Video processing applications often store a full frame of video data to process the frame and modify the next frame. In such designs video frames are stored in external memory while FPGA resources are used to process same data. This example shows how to design a video application with HDMI input and output performing histogram equalization using external memory for video frame buffering.
Supported hardware platform
Xilinx® Zynq® ZC706 evaluation kit + FMC-HDMI-CAM mezzanine card
Consider an application involving continuous streaming of video data through the FPGA. In the top model soc_histogram_equalization_top the FPGA calculates the histogram of the incoming video stream, in the 'FPGA' subsystem, while streaming the same video stream to external memory for storage.
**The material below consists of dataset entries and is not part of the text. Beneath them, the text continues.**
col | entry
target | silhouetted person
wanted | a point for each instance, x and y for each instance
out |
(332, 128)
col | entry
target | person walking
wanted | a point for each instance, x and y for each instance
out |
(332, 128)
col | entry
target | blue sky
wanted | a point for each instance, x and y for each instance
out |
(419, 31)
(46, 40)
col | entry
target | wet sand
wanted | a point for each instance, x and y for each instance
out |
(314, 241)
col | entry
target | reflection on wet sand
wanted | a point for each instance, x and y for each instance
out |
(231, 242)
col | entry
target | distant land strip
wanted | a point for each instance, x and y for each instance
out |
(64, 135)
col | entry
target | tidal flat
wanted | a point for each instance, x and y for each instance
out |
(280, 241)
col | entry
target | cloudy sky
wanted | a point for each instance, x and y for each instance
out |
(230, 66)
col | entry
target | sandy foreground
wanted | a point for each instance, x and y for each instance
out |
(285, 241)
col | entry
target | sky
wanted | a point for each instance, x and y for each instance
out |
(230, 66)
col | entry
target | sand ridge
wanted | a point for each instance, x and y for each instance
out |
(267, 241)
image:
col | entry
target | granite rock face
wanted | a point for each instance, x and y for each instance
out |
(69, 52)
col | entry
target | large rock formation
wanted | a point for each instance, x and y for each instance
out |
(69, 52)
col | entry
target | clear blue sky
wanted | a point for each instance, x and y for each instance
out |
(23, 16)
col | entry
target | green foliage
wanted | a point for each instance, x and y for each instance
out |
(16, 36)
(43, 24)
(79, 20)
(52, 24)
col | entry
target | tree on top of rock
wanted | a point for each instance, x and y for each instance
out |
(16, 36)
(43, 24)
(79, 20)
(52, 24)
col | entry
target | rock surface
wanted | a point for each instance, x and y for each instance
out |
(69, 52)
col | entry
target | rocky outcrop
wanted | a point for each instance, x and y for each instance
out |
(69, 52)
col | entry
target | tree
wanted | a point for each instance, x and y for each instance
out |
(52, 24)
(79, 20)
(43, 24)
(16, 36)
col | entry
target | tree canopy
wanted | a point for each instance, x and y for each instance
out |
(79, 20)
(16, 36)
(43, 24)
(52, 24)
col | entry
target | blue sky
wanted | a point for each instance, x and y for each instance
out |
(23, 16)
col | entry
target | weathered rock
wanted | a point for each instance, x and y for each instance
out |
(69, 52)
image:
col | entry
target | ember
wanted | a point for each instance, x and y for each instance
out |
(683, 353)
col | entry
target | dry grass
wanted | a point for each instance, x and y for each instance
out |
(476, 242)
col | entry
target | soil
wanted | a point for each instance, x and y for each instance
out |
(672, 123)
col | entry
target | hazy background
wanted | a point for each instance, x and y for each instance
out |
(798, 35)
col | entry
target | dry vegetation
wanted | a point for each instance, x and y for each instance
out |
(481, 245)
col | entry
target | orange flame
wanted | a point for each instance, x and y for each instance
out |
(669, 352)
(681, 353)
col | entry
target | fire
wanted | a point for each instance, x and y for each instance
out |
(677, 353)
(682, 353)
Once the histogram has been calculated and accumulated across the entire video frame, a synchronization signal is toggled to trigger the read back of the stored frame from external memory. The accumulated histogram vector is then applied to the video stream read back from external memory to perform the equalization algorithm. The external memory frame buffer is modeled using the 'Memory Channel' block in
AXI4-Stream Video Frame Buffer mode.
The 'HDMI Input' block reads a video file and provides video data and control signals to downstream FPGA processing blocks. Video data is in YCbCr 4:2:2 format, and the control signals are in the
pixel control bus format. The 'HDMI Output' block reads video data and control signals, in the same format as output by the 'HDMI Input' block, and provides a visual output using the Video Display block.
The Push Button block enables bypassing of the histogram equalization algorithm, routing the unprocessed output from the external memory frame buffer to the output.
There are a number of requirements to consider when designing an application that interfaces with external memory:
Throughput: What is the rate that you need to transfer data to/from memory to satisfy the requirements of your algorithm? Specifically for vision applications, what is the frame-size and frame-rate that you must be able to maintain?
Latency: What is the maximum amount of time that your algorithm can tolerate between requesting and receiving data? For vision applications, do you need a continuous stream of data, without gaps? Are you able to buffer samples internal to your algorithm in order to prevent data loss when access to the memory is blocked?
For this histogram equalization example, we have defined the following requirements:
Throughput must be sufficient to maintain a 1920x1080p video stream at 60 frames-per-second.
Latency must be sufficiently low so as not to drop frames.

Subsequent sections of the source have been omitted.